While the foregoing disclosure is directed to the certain exemplary embodiments of the disclosure, various modifications will be apparent to those skilled in the art. It is intended that all variations within the scope and spirit of the appended claims be embraced by the foregoing disclosure.

Claims

1. A system for use in a wellbore, comprising:

a tool; and

a fuel source associated with the tool, the fuel source comprising:

a fuel source body defining a volume;

at least one propellant insert disposed within the volume to create a plurality of divided volumes; and

a propellant disposed within the divided volumes, the propellant having a first burn rate and the propellant insert having a second burn rate different than the first burn rate, wherein as the propellant in a single divided volume is burned, the propellant insert is then burned to expose the propellant in the next divided volume.

2. The system of claim 1, wherein the fuel source body is polymeric or cellulosic.

3. The system of claim 1, wherein the propellant is at least one of, gilsonite resin, strontium nitrate, diatomaceous earth, hydroxyl-terminated polybutadiene, polyurethane resin, potassium nitrate, polyester and toluene.

4. The system of claim 1, wherein the plurality of divided volumes is defined by at least one polymeric barrier within the fuel source body.

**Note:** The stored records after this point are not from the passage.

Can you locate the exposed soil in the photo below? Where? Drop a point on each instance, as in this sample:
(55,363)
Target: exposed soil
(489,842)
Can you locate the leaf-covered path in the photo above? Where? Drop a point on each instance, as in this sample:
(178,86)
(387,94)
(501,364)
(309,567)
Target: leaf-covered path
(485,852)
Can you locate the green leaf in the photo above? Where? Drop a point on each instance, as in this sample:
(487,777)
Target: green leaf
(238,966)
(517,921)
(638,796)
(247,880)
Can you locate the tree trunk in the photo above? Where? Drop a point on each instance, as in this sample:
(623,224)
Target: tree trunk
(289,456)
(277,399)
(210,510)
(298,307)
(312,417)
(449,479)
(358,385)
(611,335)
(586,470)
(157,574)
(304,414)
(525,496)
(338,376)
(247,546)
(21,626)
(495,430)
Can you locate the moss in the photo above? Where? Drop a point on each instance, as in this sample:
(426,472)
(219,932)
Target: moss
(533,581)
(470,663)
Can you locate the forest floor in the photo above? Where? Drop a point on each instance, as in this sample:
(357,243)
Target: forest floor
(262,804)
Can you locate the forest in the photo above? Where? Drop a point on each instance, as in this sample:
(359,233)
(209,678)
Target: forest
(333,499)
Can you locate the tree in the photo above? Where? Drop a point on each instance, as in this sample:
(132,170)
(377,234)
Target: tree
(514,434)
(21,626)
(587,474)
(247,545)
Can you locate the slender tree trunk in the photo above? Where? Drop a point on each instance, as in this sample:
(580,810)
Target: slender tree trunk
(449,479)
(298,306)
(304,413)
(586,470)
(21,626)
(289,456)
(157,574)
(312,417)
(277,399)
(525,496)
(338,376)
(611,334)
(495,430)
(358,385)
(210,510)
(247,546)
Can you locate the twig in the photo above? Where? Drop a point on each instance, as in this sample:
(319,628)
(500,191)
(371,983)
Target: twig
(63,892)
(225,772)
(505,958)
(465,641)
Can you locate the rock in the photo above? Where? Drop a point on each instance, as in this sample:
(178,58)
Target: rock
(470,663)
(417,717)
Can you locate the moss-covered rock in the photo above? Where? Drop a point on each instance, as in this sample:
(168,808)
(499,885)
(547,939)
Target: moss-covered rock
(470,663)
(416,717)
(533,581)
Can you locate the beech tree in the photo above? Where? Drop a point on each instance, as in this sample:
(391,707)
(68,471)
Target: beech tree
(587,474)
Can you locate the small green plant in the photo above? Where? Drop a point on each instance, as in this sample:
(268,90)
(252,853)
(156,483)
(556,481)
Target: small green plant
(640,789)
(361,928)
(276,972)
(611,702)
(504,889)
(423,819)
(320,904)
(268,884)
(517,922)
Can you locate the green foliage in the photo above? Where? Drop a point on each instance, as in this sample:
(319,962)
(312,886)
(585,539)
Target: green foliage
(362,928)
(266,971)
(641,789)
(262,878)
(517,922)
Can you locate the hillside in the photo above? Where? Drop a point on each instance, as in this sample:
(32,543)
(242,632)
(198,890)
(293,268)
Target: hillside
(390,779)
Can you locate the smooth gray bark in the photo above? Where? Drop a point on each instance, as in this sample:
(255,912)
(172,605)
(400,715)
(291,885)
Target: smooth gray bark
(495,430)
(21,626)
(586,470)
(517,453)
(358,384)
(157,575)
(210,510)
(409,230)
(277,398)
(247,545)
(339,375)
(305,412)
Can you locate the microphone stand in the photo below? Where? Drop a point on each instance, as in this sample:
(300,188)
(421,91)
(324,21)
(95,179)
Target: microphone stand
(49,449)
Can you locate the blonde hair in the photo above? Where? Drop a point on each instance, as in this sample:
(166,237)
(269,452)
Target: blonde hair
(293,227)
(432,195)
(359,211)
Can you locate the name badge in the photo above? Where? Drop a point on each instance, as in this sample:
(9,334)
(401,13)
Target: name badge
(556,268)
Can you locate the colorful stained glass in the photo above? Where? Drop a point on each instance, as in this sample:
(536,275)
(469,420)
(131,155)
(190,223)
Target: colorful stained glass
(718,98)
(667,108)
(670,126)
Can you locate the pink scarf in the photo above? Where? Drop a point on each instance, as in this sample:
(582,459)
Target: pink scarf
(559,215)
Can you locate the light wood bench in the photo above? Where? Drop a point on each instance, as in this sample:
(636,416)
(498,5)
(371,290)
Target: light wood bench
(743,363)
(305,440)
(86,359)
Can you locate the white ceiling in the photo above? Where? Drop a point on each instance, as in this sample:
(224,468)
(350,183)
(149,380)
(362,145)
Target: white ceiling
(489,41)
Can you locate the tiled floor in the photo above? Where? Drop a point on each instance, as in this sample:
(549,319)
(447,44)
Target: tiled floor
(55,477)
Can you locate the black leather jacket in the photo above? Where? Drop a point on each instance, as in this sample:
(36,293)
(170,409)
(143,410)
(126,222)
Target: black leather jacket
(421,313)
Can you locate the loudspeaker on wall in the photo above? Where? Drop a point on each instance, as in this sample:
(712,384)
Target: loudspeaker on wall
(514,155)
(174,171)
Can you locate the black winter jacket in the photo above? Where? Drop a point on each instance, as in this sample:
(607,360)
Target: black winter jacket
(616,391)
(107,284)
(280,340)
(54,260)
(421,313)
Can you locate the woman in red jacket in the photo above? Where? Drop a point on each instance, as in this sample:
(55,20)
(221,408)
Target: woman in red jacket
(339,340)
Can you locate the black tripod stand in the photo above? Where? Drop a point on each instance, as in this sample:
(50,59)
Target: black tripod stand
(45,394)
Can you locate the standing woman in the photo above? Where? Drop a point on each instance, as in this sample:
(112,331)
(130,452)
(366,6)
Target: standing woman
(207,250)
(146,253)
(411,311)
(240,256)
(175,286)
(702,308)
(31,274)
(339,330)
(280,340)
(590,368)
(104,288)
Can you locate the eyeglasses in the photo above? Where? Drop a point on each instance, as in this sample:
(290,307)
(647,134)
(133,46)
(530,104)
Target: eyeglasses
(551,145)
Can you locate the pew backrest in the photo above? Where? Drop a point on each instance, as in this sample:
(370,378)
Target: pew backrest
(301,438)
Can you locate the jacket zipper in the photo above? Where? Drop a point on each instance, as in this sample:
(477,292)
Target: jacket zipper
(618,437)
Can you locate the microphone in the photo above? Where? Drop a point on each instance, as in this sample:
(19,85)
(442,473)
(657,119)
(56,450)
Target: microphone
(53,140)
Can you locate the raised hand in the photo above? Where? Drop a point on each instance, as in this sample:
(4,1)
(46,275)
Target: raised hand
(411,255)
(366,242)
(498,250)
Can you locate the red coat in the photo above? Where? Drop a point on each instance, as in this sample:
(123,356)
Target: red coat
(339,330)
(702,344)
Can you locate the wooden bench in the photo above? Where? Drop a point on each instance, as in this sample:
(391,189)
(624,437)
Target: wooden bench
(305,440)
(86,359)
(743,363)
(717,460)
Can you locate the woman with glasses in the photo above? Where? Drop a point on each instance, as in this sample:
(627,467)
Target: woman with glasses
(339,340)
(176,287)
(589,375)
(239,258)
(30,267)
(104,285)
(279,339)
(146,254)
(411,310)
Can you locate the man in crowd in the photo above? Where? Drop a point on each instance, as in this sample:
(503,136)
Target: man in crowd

5. The system of claim 1, wherein the at least one propellant insert is vertically disposed within the fuel source body.

6. The system of claim 1, wherein the second burn rate is slower than the first burn rate.

7. The system of claim 1, wherein the second burn rate is faster than the first burn rate.

8. The system of claim 5, wherein the propellant insert is at least one of a wire, a screen, and a foil.

9. The system of claim 1, wherein the propellant insert includes at least one of oxamide, melamine, azodicarbonamide and derivatives thereof.

10. The system of claim 1, wherein selectively exposing the propellant controls a pressure achieved by ignition of the fuel source in a stepwise manner.